Lynne very often challenged me in a safe space to allow myself to be vulnerable or open to new ideas and concepts. Lynne would speak and provide articles about gender norms and challenging those concepts. I remember there was a point in the process when the research we were provided stopped feeling like homework and started becoming something that I was eager to absorb. There came a point where I started to feel confident speaking about the subjects. Lynne's piece allowed me to find an opinion and a voice that did not exactly mirror Lynne's opinions, but gave me enough knowledge to understand Lynne's point of view. This piece was probably the first time that I really felt like I understood where the choreographer was coming from and this was simply because we shared the research and discussed and created everything together. If there was a moment that I felt lost, I felt like I could ask Lynne and develop and understanding.

One idea that sort of challenged me was the idea of being nude (which ended up not happening). I said that I was okay with being nude provided that it served a purpose in the work beyond shock value. If I was going to be physically vulnerable in such a physical way, I wanted to be sure that there was meaning and value behind it. Lynne was very open about the nudity and was sure to explain the thought process behind it, so again I felt an understanding and connection to Lynne's ideas. Working with Lynne was so powerful because Lynne overflows with strength and vulnerability, which is something that most people would not consider to go together. Lynne is someone who is able to let their walls down allowing me to feel connected to them. I felt like I understood Lynne and the things I didn't understand I wanted to understand. I felt so protective of Lynne and the work.

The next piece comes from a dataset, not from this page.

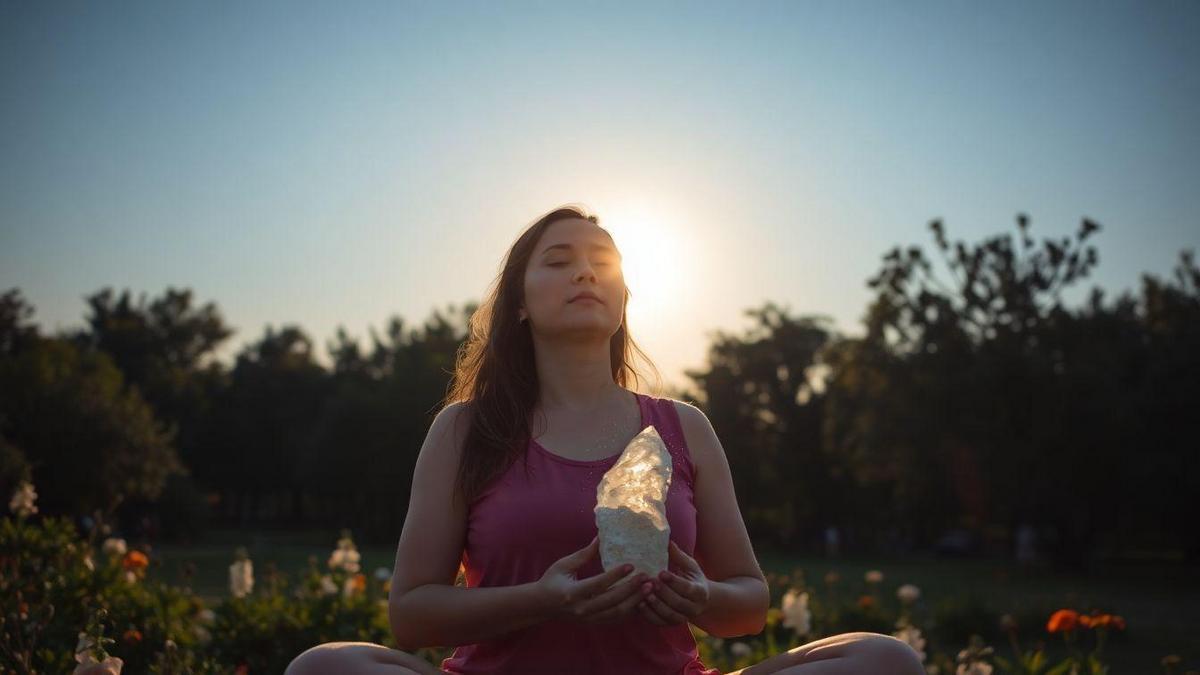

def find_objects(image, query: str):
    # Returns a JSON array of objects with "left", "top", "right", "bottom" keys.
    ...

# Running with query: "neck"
[{"left": 534, "top": 339, "right": 623, "bottom": 412}]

Performing this piece offered a roller coaster of emotions. From feeling vulnerable for wearing a dress and bikini top so closely to people to reciting a love people to random audience members, I constantly felt like I was putting myself out there. There were also moments that made me feel like an "other" or a tool. I was the only man in the main cast so there were moments where I felt like I was the joke almost because I had to walk around in a bikini. I felt like I wasn't dress gender neutral rather I was dressed like a girl, but this was an idea that I battled with. I struggled because all of the girls wore it too, so in the context of the show it could be considered gender neutral. It was something that really made me a little nervous to enter the dance theater each night. I wasn't sure how people would respond to me. I also felt exposed reciting my "Recipe for Disaster." I am not really someone who likes to have a lot of serious attention. I like for everyone to be laughing at me or with me, but not hearing me in a very real moment struggle. I felt alone as I spoke about struggling with insecurities and no confidence. Those were very real things for me. They were also things that I would not have been able to reveal at the beginning of the process.  The final moment that resonated with me is when Lynne is alone receiving support. In rehearsing that section, I never was able to think about how vulnerable and scary that could be. I never understood how rewarding it also could be. It was one of those moments that didn't click for me until the final dress rehearsal. Each night that I'd go to kiss Lynne, I felt so nervous having everyone watch. I really wanted to provide a real moment of support, but I was also feeling like a science experiment with everyone watching. I felt nervous for Lynne also because I didn't want Lynne to feel alone. Each night the outpouring of love and comfort for Lynne made me leave feeling empowered and faithful in humanity.

While there is so much more that I could write about, I will stop here. Working in the show is a moment that I will carry with me for the rest of my life. It is something that will always be in the back of my mind as I create art. I always struggled with how to develop socially-conscious work and it appears that Lynne wrote the book for it. It comes from a place of knowing yourself and learning from who you are. I hope that I can one day be as strong and inspiring as Lynne.